Latest job stats point to a resilient economy


Data from the Statistics Department showed the unemployment rate in the country remained unchanged at 2.9% at the end of March – for the fifth consecutive month.

PETALING JAYA: Malaysia’s economy remains resilient despite external headwinds, with the labour market at full employment at the end of March.

While Social Security Organisation or Socso, reported loss of employment cases of 5,900 cases in March (April: 7,900), data from the Statistics Department showed the unemployment rate in the country remained unchanged at 2.9% at the end of March – for the fifth consecutive month.

Labour force participation rate also remained firm at 70.9% in March, supported by continued employment growth in sectors like services and manufacturing.

The labour force continued to expand In March, rising by 0.03% year-on-year (y-o-y) to 17.3 million persons.

Hence, economists remain confident in the local economy providing sustained jobs opportunities on the back of firm domestic demand.

“We continue to expect Malaysia’s labour market will remain relatively insulated from the global energy supply risk, buffered by resilient domestic economic activity and sustained global appetite for electrical and electronics exports.

“That said, downside risks, stemming from elevated global energy prices and some production disruption could weigh on employment outlook.

“We remain cautious and maintain our gross domestic product growth projection of 4.5% year-on-year in 2026,” Hong Leong Investment Bank (HLIB) Research noted in a report .

BIMB Research warned that despite the jobless rate being at the lowest since 2014, it foresees a softening in the job market in the second half of the year due to the ongoing global energy crisis, supply disruptions and modest global demand.

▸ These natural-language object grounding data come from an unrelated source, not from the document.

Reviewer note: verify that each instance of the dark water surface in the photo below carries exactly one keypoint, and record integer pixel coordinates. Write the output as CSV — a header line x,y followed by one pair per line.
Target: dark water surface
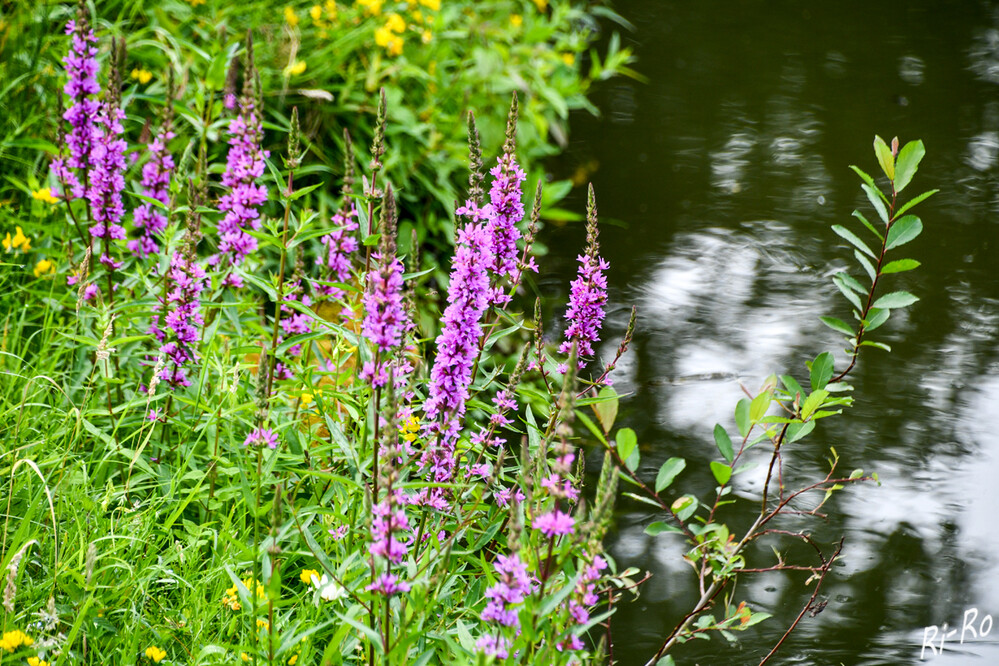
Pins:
x,y
717,182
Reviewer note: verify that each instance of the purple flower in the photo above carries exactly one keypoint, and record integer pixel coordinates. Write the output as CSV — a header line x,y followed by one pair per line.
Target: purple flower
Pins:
x,y
339,245
181,316
388,584
458,342
261,437
389,520
82,111
155,183
244,165
554,524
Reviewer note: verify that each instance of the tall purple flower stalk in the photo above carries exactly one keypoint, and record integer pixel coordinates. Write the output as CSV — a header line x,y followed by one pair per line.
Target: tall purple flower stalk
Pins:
x,y
82,111
107,178
513,586
244,165
506,197
384,314
588,293
458,343
155,183
179,319
339,245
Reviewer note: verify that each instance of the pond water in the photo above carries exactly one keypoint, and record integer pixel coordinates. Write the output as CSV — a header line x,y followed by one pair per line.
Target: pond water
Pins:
x,y
717,182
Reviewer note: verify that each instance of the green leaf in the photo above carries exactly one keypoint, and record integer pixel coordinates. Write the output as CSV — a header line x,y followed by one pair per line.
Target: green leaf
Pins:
x,y
900,265
908,162
915,200
860,216
660,527
846,234
813,402
902,231
870,181
885,158
721,471
821,370
895,299
742,416
797,431
606,409
866,263
876,317
724,443
626,442
876,198
668,472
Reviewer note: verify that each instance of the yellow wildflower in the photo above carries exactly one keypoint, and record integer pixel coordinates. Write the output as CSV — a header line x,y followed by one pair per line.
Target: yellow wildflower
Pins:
x,y
45,194
395,23
18,242
44,266
143,75
155,653
371,7
14,639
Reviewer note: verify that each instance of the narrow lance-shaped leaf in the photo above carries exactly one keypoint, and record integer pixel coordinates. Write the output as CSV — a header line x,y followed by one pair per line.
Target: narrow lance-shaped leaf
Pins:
x,y
874,196
900,266
846,234
903,230
908,162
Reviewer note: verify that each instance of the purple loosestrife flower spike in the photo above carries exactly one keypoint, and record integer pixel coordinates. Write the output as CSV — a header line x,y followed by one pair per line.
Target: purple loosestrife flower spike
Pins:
x,y
81,66
458,343
244,165
384,313
588,293
107,178
181,317
155,183
505,195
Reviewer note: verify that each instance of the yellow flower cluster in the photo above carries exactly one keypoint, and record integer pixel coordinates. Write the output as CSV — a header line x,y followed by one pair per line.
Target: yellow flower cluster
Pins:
x,y
231,597
18,242
14,639
44,266
155,653
45,194
371,7
389,35
411,429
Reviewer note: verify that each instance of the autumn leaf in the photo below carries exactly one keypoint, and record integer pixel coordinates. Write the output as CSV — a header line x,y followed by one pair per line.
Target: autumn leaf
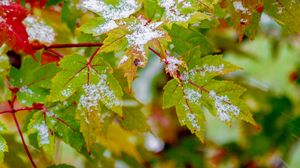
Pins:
x,y
12,30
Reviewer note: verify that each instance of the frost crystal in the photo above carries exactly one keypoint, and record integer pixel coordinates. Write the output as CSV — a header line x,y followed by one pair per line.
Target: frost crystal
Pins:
x,y
95,93
3,147
43,133
171,10
213,68
192,118
5,2
123,60
123,10
105,27
109,12
25,89
91,98
192,95
38,30
224,107
66,92
142,34
238,6
172,64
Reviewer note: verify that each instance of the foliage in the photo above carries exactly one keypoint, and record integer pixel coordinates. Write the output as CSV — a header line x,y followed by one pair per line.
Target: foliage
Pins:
x,y
81,61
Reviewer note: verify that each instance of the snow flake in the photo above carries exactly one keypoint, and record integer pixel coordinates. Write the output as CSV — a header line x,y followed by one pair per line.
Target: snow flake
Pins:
x,y
3,147
43,132
38,30
238,6
142,33
105,27
66,92
123,10
96,92
91,97
225,109
172,64
123,60
5,2
109,12
192,95
25,89
192,118
171,10
212,68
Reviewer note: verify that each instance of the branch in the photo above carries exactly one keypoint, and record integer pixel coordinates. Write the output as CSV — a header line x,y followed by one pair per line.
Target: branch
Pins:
x,y
99,44
21,134
59,55
20,109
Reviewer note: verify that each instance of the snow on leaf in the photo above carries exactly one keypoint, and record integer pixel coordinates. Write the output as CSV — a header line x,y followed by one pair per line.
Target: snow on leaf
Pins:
x,y
43,132
142,33
172,12
239,7
3,148
111,12
192,96
39,31
105,27
33,81
225,109
212,68
172,94
102,91
123,60
3,145
172,64
192,119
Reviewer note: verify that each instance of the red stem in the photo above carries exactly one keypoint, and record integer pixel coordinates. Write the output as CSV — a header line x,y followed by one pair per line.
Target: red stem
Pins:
x,y
20,133
93,55
59,55
23,141
21,109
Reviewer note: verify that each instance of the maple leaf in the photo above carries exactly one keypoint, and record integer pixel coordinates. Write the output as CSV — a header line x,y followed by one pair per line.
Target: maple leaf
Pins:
x,y
37,4
12,31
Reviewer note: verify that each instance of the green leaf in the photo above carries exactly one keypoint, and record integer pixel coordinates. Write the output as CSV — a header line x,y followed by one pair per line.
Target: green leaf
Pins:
x,y
95,87
91,26
61,166
285,12
3,148
188,43
115,41
172,94
38,125
191,115
134,120
196,90
62,120
152,9
33,81
119,140
69,14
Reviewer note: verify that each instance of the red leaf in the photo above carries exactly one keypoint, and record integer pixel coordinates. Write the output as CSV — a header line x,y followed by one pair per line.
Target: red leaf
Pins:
x,y
12,30
37,3
48,58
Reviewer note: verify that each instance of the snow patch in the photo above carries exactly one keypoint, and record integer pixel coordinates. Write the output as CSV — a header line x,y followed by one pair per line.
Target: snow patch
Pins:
x,y
38,31
225,109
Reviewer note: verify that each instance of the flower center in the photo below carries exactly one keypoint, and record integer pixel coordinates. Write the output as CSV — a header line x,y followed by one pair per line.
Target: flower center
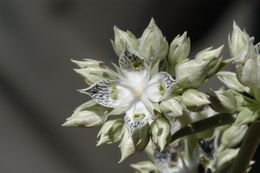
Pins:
x,y
138,90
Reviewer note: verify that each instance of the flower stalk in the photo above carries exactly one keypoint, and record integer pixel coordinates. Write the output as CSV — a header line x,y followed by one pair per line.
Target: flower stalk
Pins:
x,y
247,149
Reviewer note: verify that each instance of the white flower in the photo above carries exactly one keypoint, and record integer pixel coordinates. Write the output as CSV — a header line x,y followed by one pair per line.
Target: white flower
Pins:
x,y
135,91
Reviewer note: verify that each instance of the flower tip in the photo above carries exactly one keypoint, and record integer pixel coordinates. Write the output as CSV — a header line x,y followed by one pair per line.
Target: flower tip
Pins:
x,y
115,28
99,143
152,22
66,124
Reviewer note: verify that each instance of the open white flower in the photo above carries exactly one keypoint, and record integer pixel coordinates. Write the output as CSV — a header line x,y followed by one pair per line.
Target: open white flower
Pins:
x,y
137,90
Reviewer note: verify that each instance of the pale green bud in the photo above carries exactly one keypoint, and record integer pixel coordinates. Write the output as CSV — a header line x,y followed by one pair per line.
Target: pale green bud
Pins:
x,y
248,75
230,80
179,49
246,116
192,73
225,157
172,107
224,101
194,99
233,135
145,167
110,132
124,40
153,45
134,141
240,44
211,55
161,132
88,114
93,71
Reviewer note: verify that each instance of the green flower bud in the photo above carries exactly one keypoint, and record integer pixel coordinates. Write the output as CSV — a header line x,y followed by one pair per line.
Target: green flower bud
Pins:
x,y
224,101
161,132
225,157
110,132
93,71
230,80
145,167
248,75
88,114
134,141
240,44
192,73
233,135
172,107
124,40
179,49
246,116
153,45
194,100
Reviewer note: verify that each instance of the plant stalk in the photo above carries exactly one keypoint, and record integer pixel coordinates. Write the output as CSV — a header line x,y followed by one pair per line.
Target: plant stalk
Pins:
x,y
247,149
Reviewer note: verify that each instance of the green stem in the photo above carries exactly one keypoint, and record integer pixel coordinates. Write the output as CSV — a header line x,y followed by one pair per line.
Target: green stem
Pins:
x,y
205,124
247,149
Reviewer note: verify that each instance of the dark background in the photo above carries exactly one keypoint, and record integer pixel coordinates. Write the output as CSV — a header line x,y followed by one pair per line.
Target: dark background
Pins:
x,y
38,87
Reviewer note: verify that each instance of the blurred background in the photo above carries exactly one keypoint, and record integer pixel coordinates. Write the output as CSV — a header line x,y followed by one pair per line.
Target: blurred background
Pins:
x,y
38,85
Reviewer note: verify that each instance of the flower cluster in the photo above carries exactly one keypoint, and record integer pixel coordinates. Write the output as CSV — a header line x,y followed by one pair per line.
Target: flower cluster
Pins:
x,y
152,101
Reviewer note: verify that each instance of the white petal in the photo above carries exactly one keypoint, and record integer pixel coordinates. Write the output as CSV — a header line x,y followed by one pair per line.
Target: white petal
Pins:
x,y
159,87
129,61
109,93
137,116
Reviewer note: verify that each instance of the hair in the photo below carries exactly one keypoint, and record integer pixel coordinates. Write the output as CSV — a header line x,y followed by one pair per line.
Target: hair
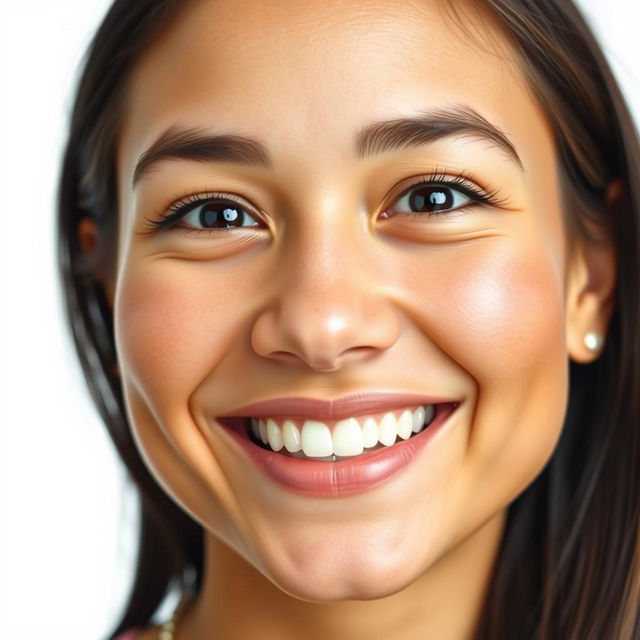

Hence, the research house has projected the average unemployment rate for 2026 to stand at 3.1%.

The Statistics Department’s noted total employment in March had increased by 0.2% y-o-y, underpinned by broad-based job creation across most major economic sectors.

This led to unemployed persons declining by 3.9% y-o-y to 509,000 persons in March, according to a TA Research report recently.

The services sector remained the largest contributor to total employment in March 2026, particularly in accommodation and food and beverage services, information and communication activities, as well as transportation and storage activities, reflecting continued strength in domestic demand, tourism-related activities and digitalisation trends.

The manufacturing, construction and agriculture sectors also recorded increases in employment, supported by ongoing investment activities, infrastructure projects and steady commodity-related demand.

Employment in the mining and quarrying sector registered a slight decline in March likely reflecting cautious hiring sentiment amid external geopolitical tensions, oil price volatility and temporary disruptions in global energy-related activities.

TA Research added the moderation in mining employment may also be linked to maintenance activities and slower production adjustments within the crude oil and natural gas segments.

It believes steady domestic demand, improving tourism activity, continued investment expansion, and structural shifts towards higher-value industries will support household spending and broader economic growth in 2026.

This will ensure the unemployment rate remains low which the research house projected to improve further to 2.8% by end-2026.